Transliteration is a method of replacing special (unsupported) characters with similar or related characters that are part of the default alphabet. This process ensures that a maximum number of 160 characters per message can still be used in a message, instead of only 70 (because of the different encoding standards). The downside of this approach is that the delivered message will look slightly different.

With this method, you can send messages in your preferred alphabet and they will automatically convert into the appropriately transliterated script. This way you can use the full capacity of the message text without sending any Unicode characters.

Supported alphabets:

  • TURKISH
  • GREEK
  • "CYRILLIC"
  • SERBIAN_CYRILLIC
  • PORTUGUESE
  • SPANISH
  • BALTIC
  • NON_UNICODE

By specifying the desired output alphabet, some unsupported characters will be converted differently, depending on which character is the most appropriate for the selected language.

WARNING

Using any of the alphabets available, transliteration will be done on matching characters recognized by the selected language, leaving other characters untouched. Any character that is not recognized by the selected language and not part of the default alphabet, will be replaced by (.).

NOTE

Using "NON_UNICODE" transliteration message text will be converted from Unicode to GSM charset using all of the available alphabets conversions, leaving unmatched characters replaced with dots (ie. "©™ø- ˆ¨л- ˙˚λ- ∆ƒ∂" will become "..ø- ..l- ..A- ...").

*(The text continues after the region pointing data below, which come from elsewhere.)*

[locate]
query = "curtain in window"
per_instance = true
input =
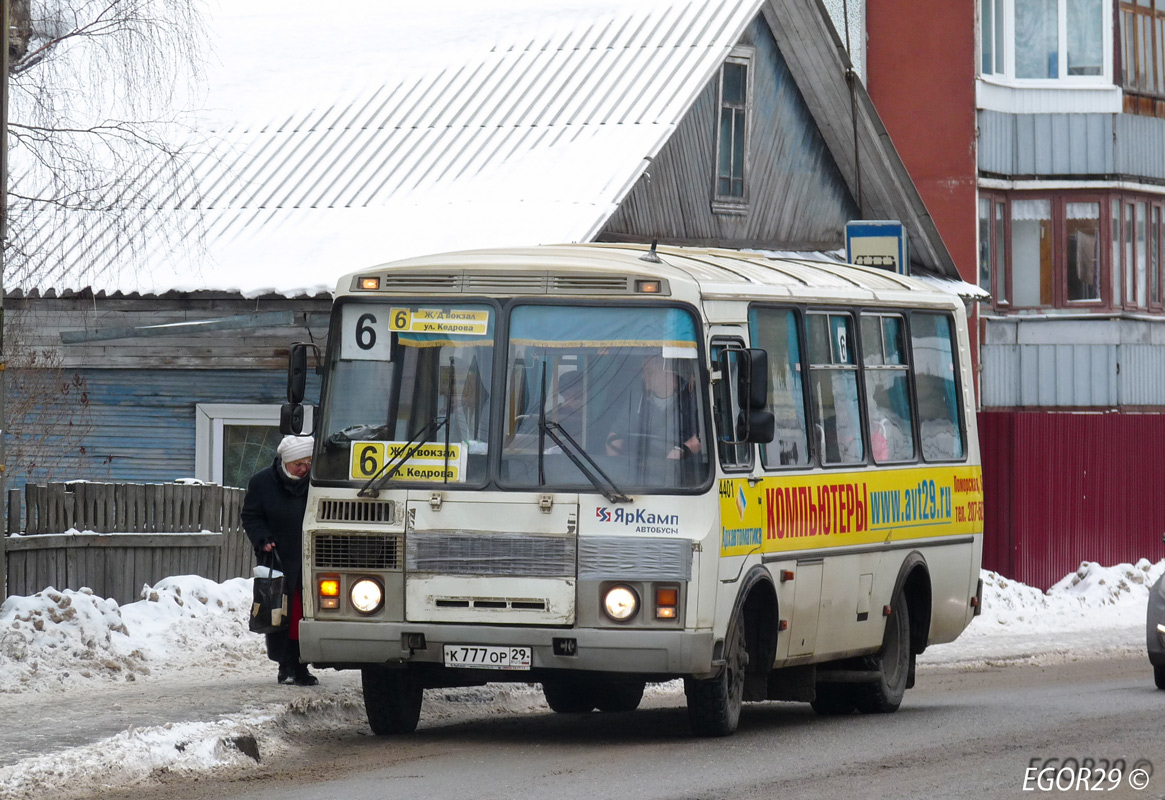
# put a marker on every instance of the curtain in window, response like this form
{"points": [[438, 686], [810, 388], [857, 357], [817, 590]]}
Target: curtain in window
{"points": [[1037, 39]]}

The example below shows how to send a transliterated message. Just put one of the supported alphabets in the transliteration parameter.

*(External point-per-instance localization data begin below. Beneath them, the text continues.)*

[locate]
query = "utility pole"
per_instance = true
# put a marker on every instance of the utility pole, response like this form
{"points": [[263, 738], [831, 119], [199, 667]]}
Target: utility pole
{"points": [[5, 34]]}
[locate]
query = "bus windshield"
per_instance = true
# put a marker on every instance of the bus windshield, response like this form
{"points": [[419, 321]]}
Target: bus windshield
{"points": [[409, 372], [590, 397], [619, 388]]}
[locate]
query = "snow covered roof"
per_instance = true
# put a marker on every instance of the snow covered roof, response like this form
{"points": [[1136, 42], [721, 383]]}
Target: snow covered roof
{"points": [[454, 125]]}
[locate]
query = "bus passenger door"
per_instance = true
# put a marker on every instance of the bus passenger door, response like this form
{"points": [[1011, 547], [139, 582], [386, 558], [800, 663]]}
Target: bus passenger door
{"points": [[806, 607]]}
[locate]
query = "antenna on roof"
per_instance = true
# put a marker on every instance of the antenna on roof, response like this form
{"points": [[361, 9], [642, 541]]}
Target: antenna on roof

POST /sms/1/text/advanced HTTP/1.1
Host: api.infobip.com
Authorization: Basic QWxhZGRpbjpvcGVuIHNlc2FtZQ==
Content-Type: application/json

{
    "messages":[
        {
            "from":"InfoSMS",
            "destinations":[
                {
                    "to":"41793026727"
                }
            ],
            "text":"Ως Μεγαρικό ψήφισμα είναι γνωστή η απόφαση της Εκκλησίας του δήμου των Αθηναίων (πιθανόν γύρω στο 433/2 π.Χ.) να επιβάλει αυστηρό και καθολικό εμπάργκο στα",
            "transliteration":"GREEK"
        }
    ]
}

Text sent:

Ως Μεγαρικό ψήφισμα είναι γνωστή η απόφαση της Εκκλησίας του δήμου των Αθηναίων (πιθανόν γύρω στο 433/2 π.Χ.) να επιβάλει αυστηρό και καθολικό εμπάργκο στα

Text received by the recipient of the message:

ΩΣ MEΓAPIKO ΨHΦIΣMA EINAI ΓNΩΣTH H AΠOΦAΣH THΣ EKKΛHΣIAΣ TOY ΔHMOY TΩN AΘHNAIΩN (ΠIΘANON ΓYPΩ ΣTO 433/2 Π.X.) NA EΠIBAΛEI AYΣTHPO KAI KAΘOΛIKO EMΠAPΓKO ΣTA

By using transliteration, Greek lower case letters that are not supported in the default alphabet were converted to upper case letters which are supported, as you can see in the table below.

 

 
PREVIEW MESSAGES BEFORE SENDING!

Transliteration may cause unexpected output message text. We recommend using the SMS preview method to explore all options before sending.